ALLOCUTION DE ROBERT S. M. DOSSOU A LA SEANCE D’OUVERTURE
– Monsieur le Conseiller de Sa Majesté le Roi du Maroc
– Monsieur le Président de la Chambre des Représentants
-Monsieur le Président de la Chambre des Conseillers
– Monsieur le Premier Président de la Cour de Cassation
– Mesdames et Messieurs les Présidents des Institutions
Constitutionnelles
– Monsieur le Ministre de la Justice
– Monsieur le Wali de Marrakech
– Madame le Maire de Marrakech
– Mesdames et Messieurs et vous tous en vos grades et qualités.
Je voudrais avant tout remercier Sa Majesté le Roi du Maroc du très grand honneur qu’il nous fait par son message. Monsieur le Conseiller de Sa Majesté, je vous dis combien je suis ému, combien je suis pénétré du contenu du message de Sa Majesté. Ce message sera source d’inspiration pour notre Congrès dont il trace le cadre utile. J’en dégage quatre points :
1) La suprématie du Droit qui est le socle sur lequel repose l’Etat de Droit ;
2) Nous devons prendre en compte les changements que connait le Droit Constitutionnel ;
3) Le citoyen est placé au cœur des priorités et des préoccupations de la Nation ;
4) La justice constitutionnelle est appelée à s’engager dans une nouvelle dynamique.
Je voudrais ensuite remercier l’ensemble du Royaume du Maroc de nous accueillir comme les Marocains savent si bien le faire.
Je remercie le Conseil Constitutionnel Marocain et son Président, Monsieur Mohamed ACHARGUI et tous ses Collègues et Collaborateurs pour avoir su organiser ce VIème Congrès de l’ACCPUF coïncidant avec le quinzième anniversaire de notre Association.
Il me semble que ce n’est pas un hasard si notre 6ème Congrès se tient au Maroc, terre du Maghreb servant de couvre-chef à l’Afrique qui dresse sa tête en Méditerranée et se trouve en même temps frappée des flots de l’Atlantique. Le Maroc est une terre de confluence et de tradition mais où tradition se conjugue harmonieusement avec modernité.
Nous ouvrons aujourd’hui notre Congrès dans un pays où les us et coutumes absorbent et digèrent lestement toutes les règles de la modernité et du progrès. C’est ainsi que ce pays qui nous accueille, a fait preuve d’une ingénierie constitutionnelle à travers plusieurs référendums dont le dernier remonte au 1er juillet 2011.

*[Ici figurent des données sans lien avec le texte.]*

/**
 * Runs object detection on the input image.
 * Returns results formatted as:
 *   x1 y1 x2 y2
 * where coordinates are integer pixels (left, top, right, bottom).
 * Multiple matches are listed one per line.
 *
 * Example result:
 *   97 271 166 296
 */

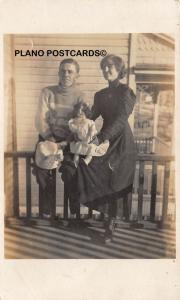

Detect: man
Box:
36 59 83 218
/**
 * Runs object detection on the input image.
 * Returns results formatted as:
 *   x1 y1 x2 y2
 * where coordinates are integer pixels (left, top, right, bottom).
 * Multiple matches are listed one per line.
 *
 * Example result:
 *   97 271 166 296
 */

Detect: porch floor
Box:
5 222 175 259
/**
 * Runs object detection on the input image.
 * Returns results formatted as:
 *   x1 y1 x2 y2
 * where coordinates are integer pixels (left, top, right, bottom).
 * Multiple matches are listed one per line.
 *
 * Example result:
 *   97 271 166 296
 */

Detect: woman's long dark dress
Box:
61 81 136 217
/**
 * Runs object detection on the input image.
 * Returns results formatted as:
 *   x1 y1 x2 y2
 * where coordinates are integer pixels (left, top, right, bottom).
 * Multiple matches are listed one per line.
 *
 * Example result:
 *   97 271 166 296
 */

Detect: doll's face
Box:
76 105 86 119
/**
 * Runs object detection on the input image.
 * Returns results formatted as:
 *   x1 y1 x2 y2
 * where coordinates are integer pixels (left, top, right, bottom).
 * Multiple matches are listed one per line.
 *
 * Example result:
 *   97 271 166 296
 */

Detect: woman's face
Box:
102 62 119 81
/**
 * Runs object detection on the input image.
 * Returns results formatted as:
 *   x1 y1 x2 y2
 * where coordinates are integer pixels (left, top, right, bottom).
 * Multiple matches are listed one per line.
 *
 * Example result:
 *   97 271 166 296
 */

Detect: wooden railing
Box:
5 151 174 223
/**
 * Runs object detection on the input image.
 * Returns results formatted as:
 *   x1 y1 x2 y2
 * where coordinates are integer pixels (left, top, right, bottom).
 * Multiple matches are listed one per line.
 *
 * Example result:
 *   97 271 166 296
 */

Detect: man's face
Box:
59 63 78 87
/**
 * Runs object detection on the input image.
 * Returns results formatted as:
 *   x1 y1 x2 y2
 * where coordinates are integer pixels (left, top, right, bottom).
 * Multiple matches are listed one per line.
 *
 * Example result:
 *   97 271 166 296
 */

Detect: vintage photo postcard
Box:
0 0 180 300
4 33 176 259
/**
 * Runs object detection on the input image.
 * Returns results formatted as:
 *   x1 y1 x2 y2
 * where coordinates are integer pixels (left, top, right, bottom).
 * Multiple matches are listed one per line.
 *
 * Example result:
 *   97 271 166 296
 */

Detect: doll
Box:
68 102 109 167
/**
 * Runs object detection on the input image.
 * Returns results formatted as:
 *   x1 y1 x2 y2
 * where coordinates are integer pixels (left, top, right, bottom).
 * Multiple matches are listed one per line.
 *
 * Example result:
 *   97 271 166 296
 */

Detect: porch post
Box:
127 33 137 131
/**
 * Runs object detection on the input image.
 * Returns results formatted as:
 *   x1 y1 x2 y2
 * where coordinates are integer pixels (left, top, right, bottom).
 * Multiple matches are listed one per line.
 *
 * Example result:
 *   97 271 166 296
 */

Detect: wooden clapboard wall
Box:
13 34 129 211
4 35 13 216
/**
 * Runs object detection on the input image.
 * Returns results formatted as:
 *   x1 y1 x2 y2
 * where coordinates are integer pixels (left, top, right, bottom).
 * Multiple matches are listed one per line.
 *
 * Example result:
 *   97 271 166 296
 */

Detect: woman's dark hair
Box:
59 58 80 74
72 101 92 119
100 54 126 79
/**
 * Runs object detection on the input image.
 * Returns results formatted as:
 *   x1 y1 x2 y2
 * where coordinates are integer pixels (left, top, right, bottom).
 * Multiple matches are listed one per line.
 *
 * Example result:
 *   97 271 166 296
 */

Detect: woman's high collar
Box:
109 78 120 88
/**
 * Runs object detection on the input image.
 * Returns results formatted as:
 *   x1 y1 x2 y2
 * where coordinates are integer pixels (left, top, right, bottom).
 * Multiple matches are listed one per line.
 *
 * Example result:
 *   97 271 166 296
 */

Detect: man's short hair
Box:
59 58 80 73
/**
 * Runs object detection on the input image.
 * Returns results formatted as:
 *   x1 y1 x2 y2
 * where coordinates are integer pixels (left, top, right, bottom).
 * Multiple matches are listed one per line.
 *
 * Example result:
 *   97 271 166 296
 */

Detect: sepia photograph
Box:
3 32 176 259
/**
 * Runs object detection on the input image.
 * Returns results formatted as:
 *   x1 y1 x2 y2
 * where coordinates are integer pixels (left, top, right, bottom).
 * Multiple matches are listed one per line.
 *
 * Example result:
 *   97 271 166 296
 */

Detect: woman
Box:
59 55 136 241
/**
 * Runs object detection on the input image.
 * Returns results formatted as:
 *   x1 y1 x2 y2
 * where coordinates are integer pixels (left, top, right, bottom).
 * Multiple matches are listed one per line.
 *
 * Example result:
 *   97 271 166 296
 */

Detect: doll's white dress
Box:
69 118 109 156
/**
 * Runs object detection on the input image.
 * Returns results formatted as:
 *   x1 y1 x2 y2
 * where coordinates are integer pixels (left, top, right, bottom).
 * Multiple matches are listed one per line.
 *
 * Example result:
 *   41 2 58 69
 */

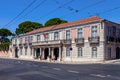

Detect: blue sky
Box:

Cet exemple qui nous est donné, nous interpelle et nous appelle à approfondir, parfaire et achever les réponses aux défis auxquels nous sommes confrontés. A certains défis, nous avons donné des réponses complètes par le fait de notre existence et de nos quinze années d’activités ; à d’autres, nos réponses sont inachevées et à d’autres défis, nous n’avons donné aucune réponse. En effet, au moment où se tenait le 5ème Congrès de l’ACCPUF à Cotonou du 23 au 25 juin 2009, des épreuves s’abattaient sur la Cour Constitutionnelle du Niger, juste aux portes du Bénin. Il a été demandé à cette Cour, par le Chef d’Etat de l’époque de déclarer elle-même inexistant un Arrêt par elle rendu le 12 juin 2009. Devant la fermeté constante de la Cour, le Chef de l’Etat dissout la Cour et la remplace par une autre Cour à sa dévotion. Un coup d’Etat était ainsi perpétré.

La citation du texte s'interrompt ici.